Food waste also accounts for 4 percent of U.S. GHG emissions (that’s 58 million cars worth’ of greenhouse gases), 14 percent of all freshwater use, 18 percent of all cropland use, and 24 percent of landfill inputs.

Citing data from Project Drawdown, Gunders pointed out that reducing food waste ranked first of 76 solutions meant to reverse climate change — ahead of plant-based diets, utility-scale solar, wind turbines, and other well-known contenders.

New innovations will help us reach those targets and cut down overall food waste, but as we learned at today’s event, “innovation” means different things to different stakeholders when it comes to food waste. “People talk about food waste as if it were one problem.

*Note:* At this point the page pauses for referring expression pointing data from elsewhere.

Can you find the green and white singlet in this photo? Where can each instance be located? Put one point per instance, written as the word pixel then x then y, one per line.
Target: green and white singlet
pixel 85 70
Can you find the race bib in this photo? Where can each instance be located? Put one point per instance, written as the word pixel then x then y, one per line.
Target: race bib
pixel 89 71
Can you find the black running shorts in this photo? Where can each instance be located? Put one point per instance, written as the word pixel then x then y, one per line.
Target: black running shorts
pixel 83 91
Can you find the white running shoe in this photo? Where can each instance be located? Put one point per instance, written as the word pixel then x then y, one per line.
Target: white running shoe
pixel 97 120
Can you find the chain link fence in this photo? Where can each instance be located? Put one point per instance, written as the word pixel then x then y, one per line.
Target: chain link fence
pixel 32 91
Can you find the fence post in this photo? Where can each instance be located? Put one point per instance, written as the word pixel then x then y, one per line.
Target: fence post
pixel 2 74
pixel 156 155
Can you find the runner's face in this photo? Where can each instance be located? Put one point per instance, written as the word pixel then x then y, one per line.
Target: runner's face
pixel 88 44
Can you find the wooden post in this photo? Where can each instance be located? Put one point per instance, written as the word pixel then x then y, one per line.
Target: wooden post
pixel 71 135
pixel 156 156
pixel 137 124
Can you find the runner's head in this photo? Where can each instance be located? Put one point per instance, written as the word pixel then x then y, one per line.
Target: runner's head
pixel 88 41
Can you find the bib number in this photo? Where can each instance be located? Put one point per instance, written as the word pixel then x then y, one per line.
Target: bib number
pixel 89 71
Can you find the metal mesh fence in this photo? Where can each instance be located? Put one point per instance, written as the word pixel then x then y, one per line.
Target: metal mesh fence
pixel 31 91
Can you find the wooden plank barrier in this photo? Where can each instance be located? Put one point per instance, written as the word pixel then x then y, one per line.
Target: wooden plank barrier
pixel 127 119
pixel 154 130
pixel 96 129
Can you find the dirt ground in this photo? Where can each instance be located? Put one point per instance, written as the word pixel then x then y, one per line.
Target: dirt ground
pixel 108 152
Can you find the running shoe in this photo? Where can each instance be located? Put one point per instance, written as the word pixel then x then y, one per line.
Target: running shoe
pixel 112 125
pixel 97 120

It’s not,” Gunders said at the event. “This is a complex set of inefficiencies and we need a whole suite of solutions to address that.” Gunders is, of course, referring to the wide variety of ways in which food is wasted along the supply chain. Post-harvest food loss looks different from food thrown out at the grocery store. Both of those in turn look different than food that we dump down our kitchen drains. In all of these scenarios, food waste looks different, so it follows that the solutions will vary greatly based on which part of the supply chain they are aimed at.

Tech is one obvious tool when it comes to innovation, and at this point, companies are working with everything from machine learning and image recognition to hyperspectral imaging and sensors to fight food waste. These and other technologies can track waste, help retailers forecast more precisely, and even tell us which pieces of fruit will ripen soonest in any given crop. 

But, as mentioned above, technology is only one piece of innovation. Equally important are new processes and business models as well as what Gunders calls “cultural evolution.”

New business models around food waste have been emerging steadily over the last few years, many of them around grocery and/or restaurant services selling surplus food. This is a model popularized by the likes of Imperfect Foods, Too Good to Go, Flashfood, and many others. Upcycled products are another example, as is offering financial incentives to managers, as Sodexo is doing. 

Cultural evolution, meanwhile, refers to what Gunders called “innovation on a much simpler level.” It’s smaller actions that work together to make the public more aware of food waste and encourage changes in behavior. Signage in dining halls about food waste or allowing customers to taste a product before they buy it are two examples.

In the wake a of the pandemic, a new administration, and an increased sense of urgency around climate change and food equity, the culture in the U.S. right now is open to change. As Gunders pointed out, now is the time for businesses with food waste solutions to consider where they fit into these changes and how they might test their customers accordingly.